/pyglidein

Some python scripts to launch HTCondor glideins

Primary LanguagePythonMIT LicenseMIT

pyglidein

A python server-client pair for submitting HTCondor glidein jobs on remote batch systems.

DOI

Overview

graphical overview

As pictured above, pyglidein is used to run glideins on remote sites, adjusting for pool demand automatically. It consists of a server running on the central HTCondor submit machine and a number of clients on remote submit machines. The client will submit glideins which connect back to the central HTCondor machine and advertise slots for jobs to run in. Jobs then run as normal.

Install

RHEL 6 users must first run pip install setuptools==36.8.0. Version 36.8.0 is the last version with RHEL 6 support.

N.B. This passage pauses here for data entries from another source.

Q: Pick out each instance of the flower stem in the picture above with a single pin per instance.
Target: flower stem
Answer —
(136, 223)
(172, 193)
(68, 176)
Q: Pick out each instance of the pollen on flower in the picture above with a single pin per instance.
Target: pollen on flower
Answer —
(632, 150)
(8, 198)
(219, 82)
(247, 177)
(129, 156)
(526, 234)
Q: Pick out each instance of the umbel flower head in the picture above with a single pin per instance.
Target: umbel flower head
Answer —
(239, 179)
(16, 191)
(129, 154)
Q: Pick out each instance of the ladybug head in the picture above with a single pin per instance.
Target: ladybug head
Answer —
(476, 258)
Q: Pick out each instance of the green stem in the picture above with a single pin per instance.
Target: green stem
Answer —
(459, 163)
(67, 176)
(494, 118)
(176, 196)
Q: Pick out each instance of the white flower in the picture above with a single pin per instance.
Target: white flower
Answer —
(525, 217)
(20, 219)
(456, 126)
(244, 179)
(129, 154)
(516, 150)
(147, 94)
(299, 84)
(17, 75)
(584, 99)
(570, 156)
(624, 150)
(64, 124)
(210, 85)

To install, just run pip install pyglidein.

Server

Running the server is fairly simple:

$ pyglidein_server -p PORT_NUMBER

This will start the server with default options, with the server listening on the specified port for requests from the client.

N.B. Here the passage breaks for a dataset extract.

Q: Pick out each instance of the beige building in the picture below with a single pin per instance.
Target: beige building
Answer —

Once you're satisfied that the server is working, running it with nohup is best.

Client

The client can be set up in a number of ways, but simple execution is:

$ pyglidein_client --config=CLUSTER_CONFIG_FILE --secrets=SECRETS_CONFIG_FILE

All settings are stored in the config file. A list of available configuration options can be found here. A list of available secret options can be found here. The important settings are:

[Glidein]
# full server url to jsonrpc
address = SERVER_URL

[Cluster]
# scheduler types (htcondor, pbs, slurm, ...)
scheduler = htcondor

# cmd to submit a job
submit_command = condor_submit

# cmd to determine how many jobs are on the cluster
running_cmd = condor_q|wc -l

# queue limits
max_total_jobs = 1000
limit_per_submit = 50

This is routinely run in a cron, but can also be run continuously with:

[Glidein]
# run every 60 seconds
delay = 60

Documentation

Detailed documentation is available here.